On the brink, Bridal Veil Falls
Kali's mom (my mother-in-law) is developing dementia and can't live alone any longer. A year ago, after a plumbing accident in her house which simply overwhelmed Mom, Kali's brother flew to northeastern Ohio to gather-up Mom and a few of her things to take back to San Diego with him. She's been there ever since, and her house has sat empty.
Because Mom can't move back to northeastern Ohio, we're getting ready to sell her house. Over the week preceding and including Thanksgiving, Kali, her brother, and I gathered in the house to get things organized and sort through a lifetime of possessions and memories. It was a physically and psychically challenging seven days we spent together.
On the last day we were together, we finished up our work in early afternoon and had a few hours before we had to take Kali's brother to the airport. I suggested a walk at my favorite natural area, Bridal Veil Falls on Deerlick Run in the Bedford Reservation of the Cleveland Metroparks system. Though it had rained in the morning, by late afternoon the wan autumn sun was shining.
I've posted images of the falls before. When I was growing up, the falls and the tight gorge below them were my favorite summer hangout. Back then, the Metroparks system had not yet built the elaborate boardwalk that now lets just about anyone who is ambulatory to view the falls. Decades ago, I entered the stream above the falls and waded, slid and scrambled all the way down to Deerlick Run's confluence with Tinker's Creek. A few hundred feet downstream of Bridal Veil Falls, Deerlick Run and another unnamed Tinker's Creek tributary each plunge over a shelf of resistant sandstone to create twin falls in an isolated hemlock-shaded glen, then course together with their waters conjoined. It was a sacred place for me.
Bridal Veil Falls after morning rain
Northern half of Twin Falls on an unnamed tributary of Tinker's Creek
Because Kali, her brother and I were content to just explore the falls' environs and not take a long hike, we got off the formal trail (which, incidentally, is part of the state-looping Buckeye Trail) and wandered through the woods along the lip of the gorge. To my utter disappointment, I found that my sacred place has been desecrated--not terribly, but enough to cause me great sadness. Many of the birches bore carvings in their bark, and a well-worn path traced the cliff edge. The woodland understory was virtually non-existent, and all of the very few saplings and root-sprouts had been nibbled by deer.
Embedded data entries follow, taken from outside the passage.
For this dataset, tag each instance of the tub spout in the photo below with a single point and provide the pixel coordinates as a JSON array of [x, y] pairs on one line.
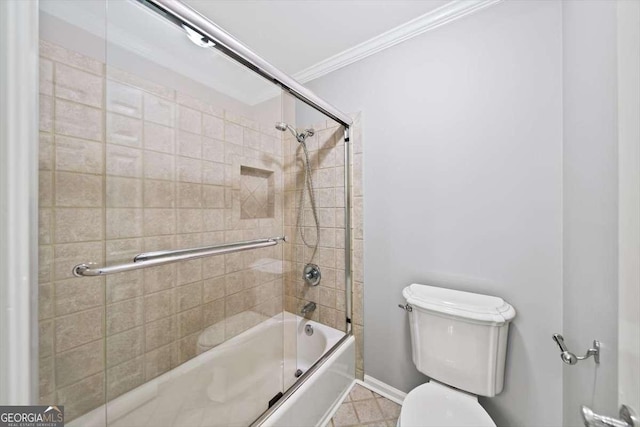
[[308, 308]]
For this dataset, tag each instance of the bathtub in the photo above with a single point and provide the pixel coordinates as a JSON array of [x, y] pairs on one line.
[[232, 383]]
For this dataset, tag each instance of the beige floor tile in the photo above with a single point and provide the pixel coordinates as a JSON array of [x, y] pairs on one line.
[[360, 393], [368, 411], [345, 416], [389, 409]]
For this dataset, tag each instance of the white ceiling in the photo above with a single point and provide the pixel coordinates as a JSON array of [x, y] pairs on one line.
[[292, 34], [296, 34]]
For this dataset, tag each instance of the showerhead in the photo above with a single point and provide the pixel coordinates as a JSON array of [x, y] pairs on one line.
[[300, 137]]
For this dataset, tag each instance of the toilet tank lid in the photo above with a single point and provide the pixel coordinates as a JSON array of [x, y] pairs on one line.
[[475, 307]]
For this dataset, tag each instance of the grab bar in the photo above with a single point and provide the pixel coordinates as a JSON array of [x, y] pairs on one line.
[[152, 259]]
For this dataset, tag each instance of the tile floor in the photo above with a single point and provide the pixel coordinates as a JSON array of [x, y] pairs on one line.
[[363, 407]]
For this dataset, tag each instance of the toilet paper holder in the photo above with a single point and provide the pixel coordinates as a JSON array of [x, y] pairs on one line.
[[571, 359]]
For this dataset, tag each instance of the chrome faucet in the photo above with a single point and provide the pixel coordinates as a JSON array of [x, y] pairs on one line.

Fungus-encrusted snag in the woods
There's a very good chance that this will have been my last visit to Bridal Veil Falls. While my brother and his family and my sister and her family still live in northeastern Ohio, we are none of us particularly close and I have never returned to Ohio just to visit with my younger siblings. (Nor have they ever come to visit me in 23 years, either.)
Hemlocks and sycamore
And it's not just Bridal Veil Falls; this may have been my last bittersweet visit to Ohio, too, since we have professionals dealing with the sale of the house and the transaction can probably be completed by attorneys via mail or email. Though there are still tethers that can probably never be completely severed, I think it's time to move on.